Una respuesta del Estado es el Real Decreto-ley 14/2019. Me preocupa el elemento artificial y amañado en el debate sobre el que se ha llamado Decretazo Digital. Porque la predicación a veces histérica en torno a un supuesto 155 Digital sólo añade hipocresía a los vicios de lo que ya existía en nuestra normativa, (y de manera generalizada en occidente) y camuflaje al pozo negro que jurídicamente es la denominada república digital.

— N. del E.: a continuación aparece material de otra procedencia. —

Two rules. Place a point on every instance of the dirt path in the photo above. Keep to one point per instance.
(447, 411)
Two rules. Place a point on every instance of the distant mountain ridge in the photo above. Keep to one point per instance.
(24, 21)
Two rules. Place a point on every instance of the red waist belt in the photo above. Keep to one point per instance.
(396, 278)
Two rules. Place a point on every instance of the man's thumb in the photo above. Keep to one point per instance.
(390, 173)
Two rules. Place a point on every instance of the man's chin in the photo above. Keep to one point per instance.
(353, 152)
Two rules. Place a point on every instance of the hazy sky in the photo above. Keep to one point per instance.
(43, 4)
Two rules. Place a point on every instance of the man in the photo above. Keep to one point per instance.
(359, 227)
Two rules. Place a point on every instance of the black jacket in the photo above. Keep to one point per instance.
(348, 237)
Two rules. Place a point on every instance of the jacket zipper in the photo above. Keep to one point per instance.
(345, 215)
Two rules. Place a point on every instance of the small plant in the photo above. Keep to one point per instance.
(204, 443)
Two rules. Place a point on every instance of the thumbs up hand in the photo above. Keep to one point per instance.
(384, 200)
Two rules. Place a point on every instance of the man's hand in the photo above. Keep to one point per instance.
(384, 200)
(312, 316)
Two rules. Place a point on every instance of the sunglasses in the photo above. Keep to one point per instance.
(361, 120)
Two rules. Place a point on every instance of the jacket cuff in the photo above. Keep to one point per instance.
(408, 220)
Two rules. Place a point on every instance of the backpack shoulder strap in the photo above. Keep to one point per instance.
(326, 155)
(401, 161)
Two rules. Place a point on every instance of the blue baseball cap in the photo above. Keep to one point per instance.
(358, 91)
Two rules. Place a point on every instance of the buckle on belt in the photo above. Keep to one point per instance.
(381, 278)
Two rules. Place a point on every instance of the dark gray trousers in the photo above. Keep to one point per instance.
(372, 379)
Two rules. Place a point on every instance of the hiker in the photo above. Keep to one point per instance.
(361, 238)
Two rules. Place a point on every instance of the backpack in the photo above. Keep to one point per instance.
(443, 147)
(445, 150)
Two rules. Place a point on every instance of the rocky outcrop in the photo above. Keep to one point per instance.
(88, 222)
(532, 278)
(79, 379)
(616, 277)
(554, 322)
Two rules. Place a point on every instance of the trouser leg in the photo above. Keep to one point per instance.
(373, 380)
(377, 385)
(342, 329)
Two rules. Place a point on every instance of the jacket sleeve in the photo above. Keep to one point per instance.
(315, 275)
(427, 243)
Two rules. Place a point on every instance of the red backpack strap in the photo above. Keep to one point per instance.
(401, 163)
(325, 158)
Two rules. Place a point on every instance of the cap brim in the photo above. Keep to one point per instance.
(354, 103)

El primer problema que aborda ese decreto es la gestión de datos personales por los poderes “insurgentes” de turno. Limitar su disponibilidad total en marcos desregulados y su gestión opaca que permitiría la creación o modificación de identidades y su vinculación automática y autónoma a decisiones de contenido político, jurídico o económico es imprescindible. ¿Es que este problema sólo le importaba al Gobierno? No hablaré bien de ningún gobierno, pero no serviré en el coro de mudos que la intranet secesionada necesita como combustible.

El segundo gran problema y motivo de escándalo ha sido añadir a la seguridad pública, que ya estaba en nuestro marco jurídico de las telecomunicaciones, el supuesto específico de orden público, esto es: atentado, desordenes, sedición… ¿no son todos esos supuestos constitutivos de una amenaza grave, real y efectiva contra la seguridad pública? Pues bien, si ese supuesto existía en la redacción anterior de la Ley 9/2014 (la seguridad pública), me temo que el pecado es el de redundancia. La redacción anterior (desde 2014) del art. 4.6 de la Ley General de Telecomunicaciones y que fue combatida por mucha gente desde antes de nacer pero no, precisamente, por Esquerra Republicana, ni por Convergencia, ni por el PP (que entonces gobernaba), ni el nacionalismo vasco de ambos extremos que tragaron y la hicieron con gusto tragar al resto del país en el Congreso. El problema está en la Ley de Telecomunicaciones y nace cinco años atrás. ¿Por qué no la atacan?

Sorprende, asimismo, que haya sido más polémico el real decreto que la exportación institucional masiva de datos de carácter personal (¿por qué no se querellan?) y que los que dieron la luz a la norma original, todavía intacta, grave, pasen ahora como agraviados.

¿Dónde estaba el bloque predicador y ofendido cuando el nacionalismo catalán creó  la Ley 22/2005, de 29 de diciembre, de la comunicación audiovisual de Cataluña verdadera constitución del control, por parte del ejecutivo catalán, sobre contenidos multimedia en Cataluña, la materia del porvenir de la intranet distópica republicana?  Se lo diré: evitándose problemas. El debate con el Estado democrático es menos peligroso que batirse en las charcas del nacionalismo.

El verdadero estado de excepción digital es el millonario esfuerzo del Gobierno catalán para la recreación electrónica de unas instituciones públicas en guerra, inundando la red de un antagonismo natural, urgente, constitutivo, devaluando el valor de la convivencia y de la legalidad para destruir la comunidad política en España. Trasladando a estos tiempos y a estos lodos la pregunta paradigmática de Albiac: ¿Qué surge dentro de un sistema de representaciones fóbicas? La respuesta nos persigue, siniestra, desde las lecciones del siglo XX.